Ölürsem beni köyümün yağmurlarında yıkasınlar! (*)
Paris’in çok da güzide olmayan semtlerinden birinde, Radio Soleil - Güneş radyosu (FM 88.6) stüdyolarından içeri ilk adım atışımızdı. Her dilden yayın yapan bu radyonun Türkçeye ayrılmış saatlerinde gönüllü sunuculuk yapacaktık. O gün bir de yenilik vardı. Ilk defa dinleyicilerimiz bizi arayabilecekler biz de onların istedikleri parçaları çalacaktık. Telefon çaldı. Daha “alo” diyemeden “Ölürsem beni köyümün yağmurlarında yıkasınlar” dedi birisi. Arkadan sanayi tipi dikiş makinelerinin çıkır çıkır sesleri geliyordu. “Bir dakika, beyefendi siz kimsiniz?” Aynı ses tekrar “Ölürsem beni köyümün yağmurlarında yıkasınlar”. Önümüzde duran yüzlerce Bülent Ersoy, Zeki Müren kasetinin arasından Ömer Danış’ınkini bulduk. Şarkıyı anons ettim ve ses geçirmez camın arkasında duran Cezayirli teknisyen İdris’e başparmağımla “okey” işareti verdim.
Eğer ölürsem buralarda
Eğer benim için ağlayan biri varsa baş ucumda
Eğer ölürsem buralarda Vasiyetimdir beni götürsünler doğduğum topraklara
Beni köyümün yağmurlarında yıkasınlar Baş ucumda biten yediverenleri ah aşıklar koklasınlar…
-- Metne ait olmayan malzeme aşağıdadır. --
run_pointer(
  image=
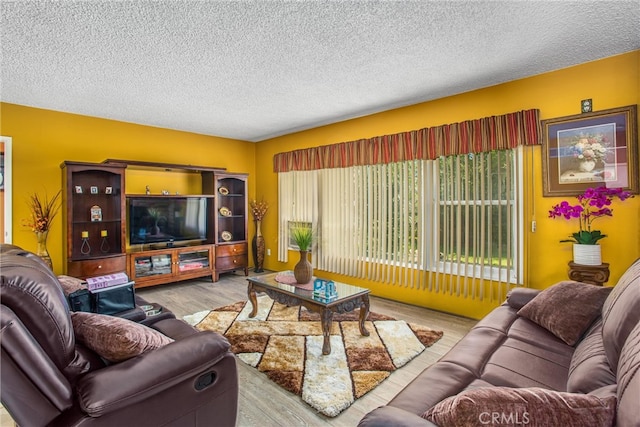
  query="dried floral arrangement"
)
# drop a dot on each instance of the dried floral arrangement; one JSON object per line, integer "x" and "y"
{"x": 259, "y": 209}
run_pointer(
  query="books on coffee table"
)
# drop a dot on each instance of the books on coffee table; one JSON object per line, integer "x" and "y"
{"x": 106, "y": 281}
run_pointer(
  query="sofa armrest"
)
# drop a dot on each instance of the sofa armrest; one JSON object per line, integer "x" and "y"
{"x": 386, "y": 416}
{"x": 519, "y": 297}
{"x": 134, "y": 380}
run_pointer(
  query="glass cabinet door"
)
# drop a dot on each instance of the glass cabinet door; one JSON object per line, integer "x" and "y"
{"x": 193, "y": 260}
{"x": 152, "y": 265}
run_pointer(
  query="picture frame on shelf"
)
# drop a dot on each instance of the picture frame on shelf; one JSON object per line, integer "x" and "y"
{"x": 590, "y": 150}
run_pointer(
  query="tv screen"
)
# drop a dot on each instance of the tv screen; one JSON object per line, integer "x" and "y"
{"x": 167, "y": 219}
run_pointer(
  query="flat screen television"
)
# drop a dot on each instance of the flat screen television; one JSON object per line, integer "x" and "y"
{"x": 166, "y": 219}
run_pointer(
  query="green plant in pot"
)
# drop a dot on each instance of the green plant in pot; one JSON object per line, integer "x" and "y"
{"x": 302, "y": 235}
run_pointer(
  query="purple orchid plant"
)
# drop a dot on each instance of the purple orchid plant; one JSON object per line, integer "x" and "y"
{"x": 593, "y": 204}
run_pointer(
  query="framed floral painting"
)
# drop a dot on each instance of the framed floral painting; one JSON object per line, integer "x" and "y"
{"x": 590, "y": 150}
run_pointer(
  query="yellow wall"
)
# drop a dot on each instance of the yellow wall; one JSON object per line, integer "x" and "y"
{"x": 42, "y": 139}
{"x": 612, "y": 82}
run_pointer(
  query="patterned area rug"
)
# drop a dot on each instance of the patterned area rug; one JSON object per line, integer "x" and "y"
{"x": 286, "y": 344}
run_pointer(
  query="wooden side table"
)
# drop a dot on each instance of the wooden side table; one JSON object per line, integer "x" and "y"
{"x": 593, "y": 274}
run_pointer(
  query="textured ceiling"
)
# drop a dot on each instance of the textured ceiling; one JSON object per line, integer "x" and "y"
{"x": 252, "y": 70}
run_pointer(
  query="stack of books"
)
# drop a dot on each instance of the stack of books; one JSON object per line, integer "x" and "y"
{"x": 109, "y": 281}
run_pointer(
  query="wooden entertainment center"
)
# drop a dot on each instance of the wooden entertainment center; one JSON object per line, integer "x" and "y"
{"x": 98, "y": 234}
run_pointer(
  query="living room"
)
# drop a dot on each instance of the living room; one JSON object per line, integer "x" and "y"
{"x": 42, "y": 139}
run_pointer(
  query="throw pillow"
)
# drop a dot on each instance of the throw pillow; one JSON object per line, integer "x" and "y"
{"x": 566, "y": 309}
{"x": 532, "y": 407}
{"x": 113, "y": 338}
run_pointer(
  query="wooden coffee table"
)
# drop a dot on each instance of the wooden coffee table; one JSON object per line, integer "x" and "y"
{"x": 349, "y": 298}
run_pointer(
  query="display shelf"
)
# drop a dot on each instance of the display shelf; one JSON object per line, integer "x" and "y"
{"x": 93, "y": 218}
{"x": 153, "y": 267}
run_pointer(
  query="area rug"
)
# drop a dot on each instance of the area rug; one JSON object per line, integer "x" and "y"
{"x": 286, "y": 344}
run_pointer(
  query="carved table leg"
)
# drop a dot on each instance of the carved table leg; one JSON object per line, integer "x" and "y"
{"x": 252, "y": 299}
{"x": 364, "y": 313}
{"x": 326, "y": 319}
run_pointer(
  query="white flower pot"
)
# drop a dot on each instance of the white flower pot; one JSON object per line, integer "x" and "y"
{"x": 587, "y": 165}
{"x": 587, "y": 254}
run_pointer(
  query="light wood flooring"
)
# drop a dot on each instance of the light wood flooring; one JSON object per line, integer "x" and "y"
{"x": 262, "y": 402}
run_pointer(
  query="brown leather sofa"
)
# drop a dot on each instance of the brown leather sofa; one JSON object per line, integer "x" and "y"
{"x": 50, "y": 378}
{"x": 506, "y": 350}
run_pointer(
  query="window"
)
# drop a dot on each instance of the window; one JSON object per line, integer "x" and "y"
{"x": 457, "y": 214}
{"x": 479, "y": 223}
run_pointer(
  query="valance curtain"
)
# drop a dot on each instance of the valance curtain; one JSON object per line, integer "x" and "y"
{"x": 472, "y": 136}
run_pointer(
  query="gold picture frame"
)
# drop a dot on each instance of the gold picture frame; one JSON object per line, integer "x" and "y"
{"x": 590, "y": 150}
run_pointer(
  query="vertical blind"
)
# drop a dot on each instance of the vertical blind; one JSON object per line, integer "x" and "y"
{"x": 438, "y": 208}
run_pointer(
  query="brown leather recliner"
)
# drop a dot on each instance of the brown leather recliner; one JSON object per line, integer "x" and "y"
{"x": 48, "y": 378}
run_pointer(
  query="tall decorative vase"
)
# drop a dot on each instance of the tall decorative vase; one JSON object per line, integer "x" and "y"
{"x": 258, "y": 249}
{"x": 303, "y": 270}
{"x": 587, "y": 254}
{"x": 41, "y": 248}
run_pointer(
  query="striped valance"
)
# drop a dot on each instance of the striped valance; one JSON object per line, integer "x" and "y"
{"x": 471, "y": 136}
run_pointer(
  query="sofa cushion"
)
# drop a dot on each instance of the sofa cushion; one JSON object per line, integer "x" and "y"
{"x": 621, "y": 313}
{"x": 566, "y": 309}
{"x": 114, "y": 338}
{"x": 522, "y": 406}
{"x": 522, "y": 364}
{"x": 589, "y": 369}
{"x": 628, "y": 375}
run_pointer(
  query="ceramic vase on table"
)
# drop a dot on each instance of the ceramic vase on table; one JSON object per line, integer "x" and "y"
{"x": 587, "y": 254}
{"x": 303, "y": 270}
{"x": 41, "y": 248}
{"x": 258, "y": 249}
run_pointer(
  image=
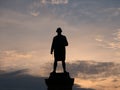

Şarkı biter bitmez telefon yeniden çaldı. “biz İstanbul restoranından arıyoruz, lütfen beni köyümün yağmurlarında yıkasınlar adlı parçayı çalar mısınız?” Daha yeni çaldığımızı, vakit kalırsa programın sonunda yeniden koyabileceğimizi söyledim. Telefonun ucundaki ses adeta yalvarıyordu. Profesyonel bir sunucu edasıyla mikrofonu elime aldım “gelen yoğun istek üzerine bir kez daha….” Türkiye’de sadece minibüse bindiğim zaman ya başını ya sonunu duyduğum bu şarkı ilk defa bana çok garip bir etki yapmıştı! Benim gibi “İstanbul çocuğu” olan arkadaşımın yüzüne baktım. O da benim gibi tavana bakarak dolmuş gözlerindeki yaşları geri akıtmaya çalışıyordu. Vatan hasreti ile yanıp tutuşan gurbetçilere mi acıyorduk yoksa kendimize mi?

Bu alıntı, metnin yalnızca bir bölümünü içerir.